SONHO OBSTRUÍDO, NÃO DESTRUÍDO

Era aquele dia uma quarta-feira de dezembro, o ano era 2012. Meus pais, logo pela manhã, trouxeram-me uma grande notícia, finalmente eu ganhara a bolsa de estudos tão desejada em uma escola técnica no Centro do Rio De Janeiro.

O trajeto era longo, mas pouco importava quanto tempo duraria para chegar e muito menos os transportes lotados que enfrentaria, eu, por fim, faria meu tão sonhado curso de edificações.

Jamais conseguirei esquecer o primeiro dia de aula. Todos estavam animados, rindo e criando expectativas de como seria essa nova etapa. Não demorou muito tempo para a turma se familiarizar, e menos ainda para eu me apaixonar...

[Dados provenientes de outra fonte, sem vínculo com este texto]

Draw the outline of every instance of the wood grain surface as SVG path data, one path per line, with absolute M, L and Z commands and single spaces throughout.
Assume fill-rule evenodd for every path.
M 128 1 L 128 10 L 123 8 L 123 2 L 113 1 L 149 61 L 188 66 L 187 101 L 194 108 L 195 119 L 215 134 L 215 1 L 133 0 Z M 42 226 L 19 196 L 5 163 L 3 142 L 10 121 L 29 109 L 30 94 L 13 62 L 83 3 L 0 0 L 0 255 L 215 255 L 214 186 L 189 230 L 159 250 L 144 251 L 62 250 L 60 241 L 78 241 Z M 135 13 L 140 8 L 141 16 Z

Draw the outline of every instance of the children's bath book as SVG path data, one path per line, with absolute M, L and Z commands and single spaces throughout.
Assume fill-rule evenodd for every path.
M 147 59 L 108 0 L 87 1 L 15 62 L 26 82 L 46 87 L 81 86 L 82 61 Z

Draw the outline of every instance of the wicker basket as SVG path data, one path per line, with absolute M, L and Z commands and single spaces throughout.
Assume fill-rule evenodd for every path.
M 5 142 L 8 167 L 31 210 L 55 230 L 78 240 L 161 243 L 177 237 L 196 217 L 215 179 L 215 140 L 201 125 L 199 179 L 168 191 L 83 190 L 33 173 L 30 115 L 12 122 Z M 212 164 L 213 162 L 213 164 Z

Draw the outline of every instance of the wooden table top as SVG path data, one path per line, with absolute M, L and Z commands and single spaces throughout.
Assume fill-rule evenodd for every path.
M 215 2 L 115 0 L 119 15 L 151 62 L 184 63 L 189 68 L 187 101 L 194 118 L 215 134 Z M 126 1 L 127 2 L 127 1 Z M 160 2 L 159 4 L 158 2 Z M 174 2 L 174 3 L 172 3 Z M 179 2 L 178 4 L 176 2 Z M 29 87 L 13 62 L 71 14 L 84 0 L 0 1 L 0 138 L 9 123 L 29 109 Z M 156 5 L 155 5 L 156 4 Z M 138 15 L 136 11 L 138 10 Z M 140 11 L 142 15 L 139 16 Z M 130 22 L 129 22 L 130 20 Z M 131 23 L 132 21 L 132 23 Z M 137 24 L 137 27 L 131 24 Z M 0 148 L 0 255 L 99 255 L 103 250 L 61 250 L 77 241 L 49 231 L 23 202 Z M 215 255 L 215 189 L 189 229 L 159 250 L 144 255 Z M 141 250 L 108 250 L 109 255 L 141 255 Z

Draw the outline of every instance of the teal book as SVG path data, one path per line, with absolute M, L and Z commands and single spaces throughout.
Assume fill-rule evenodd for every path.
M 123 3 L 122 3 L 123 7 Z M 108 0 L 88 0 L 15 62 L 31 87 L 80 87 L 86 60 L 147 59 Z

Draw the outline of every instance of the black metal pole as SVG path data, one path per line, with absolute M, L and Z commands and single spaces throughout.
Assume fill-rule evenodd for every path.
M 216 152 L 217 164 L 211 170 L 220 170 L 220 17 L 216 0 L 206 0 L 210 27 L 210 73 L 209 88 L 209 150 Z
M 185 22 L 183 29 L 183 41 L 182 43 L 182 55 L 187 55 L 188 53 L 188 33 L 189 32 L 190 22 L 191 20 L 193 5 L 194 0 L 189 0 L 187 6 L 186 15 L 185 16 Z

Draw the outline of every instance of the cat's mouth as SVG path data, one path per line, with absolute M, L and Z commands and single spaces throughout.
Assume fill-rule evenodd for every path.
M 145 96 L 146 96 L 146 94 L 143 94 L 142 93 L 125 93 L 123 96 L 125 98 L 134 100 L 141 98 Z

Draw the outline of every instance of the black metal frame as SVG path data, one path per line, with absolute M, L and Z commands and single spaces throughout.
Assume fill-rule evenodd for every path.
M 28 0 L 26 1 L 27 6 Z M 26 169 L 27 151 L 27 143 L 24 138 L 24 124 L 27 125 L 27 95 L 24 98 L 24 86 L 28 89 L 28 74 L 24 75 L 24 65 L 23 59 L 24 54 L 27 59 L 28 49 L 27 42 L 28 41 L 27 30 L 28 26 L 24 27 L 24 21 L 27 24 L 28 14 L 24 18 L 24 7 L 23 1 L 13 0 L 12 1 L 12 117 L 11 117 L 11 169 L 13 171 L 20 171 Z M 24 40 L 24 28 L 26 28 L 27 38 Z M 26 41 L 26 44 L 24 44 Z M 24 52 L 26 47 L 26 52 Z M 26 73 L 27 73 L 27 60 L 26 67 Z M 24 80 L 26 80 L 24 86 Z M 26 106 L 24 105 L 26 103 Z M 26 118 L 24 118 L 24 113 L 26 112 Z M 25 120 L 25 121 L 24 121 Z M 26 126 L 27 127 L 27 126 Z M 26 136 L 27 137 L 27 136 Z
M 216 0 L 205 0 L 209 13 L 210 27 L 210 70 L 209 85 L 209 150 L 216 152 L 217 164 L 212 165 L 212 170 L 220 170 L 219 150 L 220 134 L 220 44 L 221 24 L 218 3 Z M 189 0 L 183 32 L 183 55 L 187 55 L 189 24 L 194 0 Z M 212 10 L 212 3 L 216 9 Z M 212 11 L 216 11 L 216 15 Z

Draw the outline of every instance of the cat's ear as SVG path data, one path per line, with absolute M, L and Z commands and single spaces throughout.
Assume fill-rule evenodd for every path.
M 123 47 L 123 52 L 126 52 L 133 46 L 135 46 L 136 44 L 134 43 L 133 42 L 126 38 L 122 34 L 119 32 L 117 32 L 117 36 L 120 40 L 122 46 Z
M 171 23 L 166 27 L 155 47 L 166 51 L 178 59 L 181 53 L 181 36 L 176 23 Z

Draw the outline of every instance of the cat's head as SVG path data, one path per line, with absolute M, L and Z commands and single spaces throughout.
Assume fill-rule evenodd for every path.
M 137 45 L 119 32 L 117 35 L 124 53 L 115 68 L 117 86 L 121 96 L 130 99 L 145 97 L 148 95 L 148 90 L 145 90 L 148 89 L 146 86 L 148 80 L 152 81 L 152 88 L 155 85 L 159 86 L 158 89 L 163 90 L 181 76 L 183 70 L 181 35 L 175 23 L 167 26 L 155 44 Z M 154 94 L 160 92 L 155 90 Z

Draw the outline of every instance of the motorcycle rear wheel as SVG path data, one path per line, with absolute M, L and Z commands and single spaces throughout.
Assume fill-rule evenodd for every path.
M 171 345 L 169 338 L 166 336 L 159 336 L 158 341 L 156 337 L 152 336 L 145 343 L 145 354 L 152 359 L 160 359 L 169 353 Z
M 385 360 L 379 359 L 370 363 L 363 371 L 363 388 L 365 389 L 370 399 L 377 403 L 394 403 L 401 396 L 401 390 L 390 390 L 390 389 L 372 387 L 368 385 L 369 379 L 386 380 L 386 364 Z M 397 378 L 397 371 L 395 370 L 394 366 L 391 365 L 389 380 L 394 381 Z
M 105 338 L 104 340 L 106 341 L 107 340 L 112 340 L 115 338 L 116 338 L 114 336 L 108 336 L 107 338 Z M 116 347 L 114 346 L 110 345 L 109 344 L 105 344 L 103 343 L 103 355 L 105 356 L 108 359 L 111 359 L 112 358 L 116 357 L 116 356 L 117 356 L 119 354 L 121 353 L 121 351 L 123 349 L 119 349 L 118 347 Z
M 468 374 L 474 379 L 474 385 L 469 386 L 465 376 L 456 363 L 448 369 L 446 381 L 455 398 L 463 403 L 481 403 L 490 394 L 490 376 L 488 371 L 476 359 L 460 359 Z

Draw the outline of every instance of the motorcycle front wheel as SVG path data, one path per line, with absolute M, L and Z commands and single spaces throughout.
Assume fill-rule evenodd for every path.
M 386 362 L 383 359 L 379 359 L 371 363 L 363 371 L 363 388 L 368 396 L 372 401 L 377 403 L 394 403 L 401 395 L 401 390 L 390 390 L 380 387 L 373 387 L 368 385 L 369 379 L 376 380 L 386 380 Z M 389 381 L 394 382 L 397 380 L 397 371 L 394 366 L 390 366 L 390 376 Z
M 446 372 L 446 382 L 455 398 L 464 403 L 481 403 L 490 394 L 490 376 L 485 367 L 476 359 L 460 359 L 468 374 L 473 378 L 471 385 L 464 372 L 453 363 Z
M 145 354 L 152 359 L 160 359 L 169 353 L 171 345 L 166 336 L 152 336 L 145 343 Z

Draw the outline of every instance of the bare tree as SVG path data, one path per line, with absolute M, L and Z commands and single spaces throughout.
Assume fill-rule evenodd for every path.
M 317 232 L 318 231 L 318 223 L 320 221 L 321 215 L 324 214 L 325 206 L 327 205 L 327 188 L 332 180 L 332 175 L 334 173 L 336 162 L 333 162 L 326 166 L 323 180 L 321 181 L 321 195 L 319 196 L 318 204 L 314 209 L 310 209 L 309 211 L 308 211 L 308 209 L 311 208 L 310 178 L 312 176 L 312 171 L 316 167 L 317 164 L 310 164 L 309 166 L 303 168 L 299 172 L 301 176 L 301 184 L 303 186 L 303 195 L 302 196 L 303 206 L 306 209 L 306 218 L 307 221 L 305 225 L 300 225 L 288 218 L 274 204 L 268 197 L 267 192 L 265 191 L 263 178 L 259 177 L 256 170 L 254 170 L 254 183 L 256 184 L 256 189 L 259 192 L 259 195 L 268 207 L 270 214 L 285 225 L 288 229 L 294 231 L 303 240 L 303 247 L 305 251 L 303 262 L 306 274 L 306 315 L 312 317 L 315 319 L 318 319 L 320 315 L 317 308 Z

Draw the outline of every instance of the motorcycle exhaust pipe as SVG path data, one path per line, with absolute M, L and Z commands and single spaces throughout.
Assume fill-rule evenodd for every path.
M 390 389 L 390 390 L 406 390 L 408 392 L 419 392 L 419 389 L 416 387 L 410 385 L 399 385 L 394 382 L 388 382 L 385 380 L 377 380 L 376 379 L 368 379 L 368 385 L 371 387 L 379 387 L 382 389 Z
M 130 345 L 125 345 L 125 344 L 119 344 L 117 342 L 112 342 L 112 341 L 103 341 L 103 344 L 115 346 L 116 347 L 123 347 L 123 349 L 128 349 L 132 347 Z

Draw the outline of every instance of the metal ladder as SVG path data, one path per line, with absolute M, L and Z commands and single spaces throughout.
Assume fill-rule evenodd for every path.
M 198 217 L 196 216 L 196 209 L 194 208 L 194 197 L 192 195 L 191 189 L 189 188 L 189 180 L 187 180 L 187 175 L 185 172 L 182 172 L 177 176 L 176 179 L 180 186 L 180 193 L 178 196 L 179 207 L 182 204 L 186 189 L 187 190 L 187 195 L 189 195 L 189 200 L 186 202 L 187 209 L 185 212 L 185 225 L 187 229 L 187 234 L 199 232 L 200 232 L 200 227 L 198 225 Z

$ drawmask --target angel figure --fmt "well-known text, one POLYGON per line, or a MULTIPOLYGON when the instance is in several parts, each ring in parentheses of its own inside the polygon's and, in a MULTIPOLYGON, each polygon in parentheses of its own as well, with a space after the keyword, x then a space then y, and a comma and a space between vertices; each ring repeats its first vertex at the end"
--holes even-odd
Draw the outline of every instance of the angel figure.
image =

"Muito prazer, me chamo Lucas." Lembro-me da sensação ao ouvir aquela voz angelical, mas de uma uma conotação totalmente maliciosa. Maliciosa, mas não vil. Sua beleza era inconfundível, parecia ter uma aura à sua volta, o que só atestava, para mim, sua natureza angélica. Tínhamos a mesma idade, quinze anos. Todavia, seu ar arrojado e olhar sonhador transmitia a sensação de uma idade muito superior. Sua conversa era madura, lábia, tinha de sobra; e foi por essa conversa que fui sendo enredada.

— "Luana, quer assistir a um filme na minha casa?"

Lucas fizera seu convite de forma tão sugestivamente despretensiosa que, agindo ingenuamente(e de fato eu era, muito) não me dei conta do que estaria por vir e prontamente respondi:

— Claro! Quando?

— Pode ser amanhã. — Disse Lucas, um tanto quanto entusiasmado.

— Por mim, tá ótimo! A qual filme assistiremos? — Respondi, com os olhos brilhando.

— Qualquer um, o que importa é passarmos um tempo juntos.

A sensação de estar apaixonada faz isto com as pessoas, nos faz cometer erros e fazer escolhas que podem mudar nossa vida por completo. Para sempre.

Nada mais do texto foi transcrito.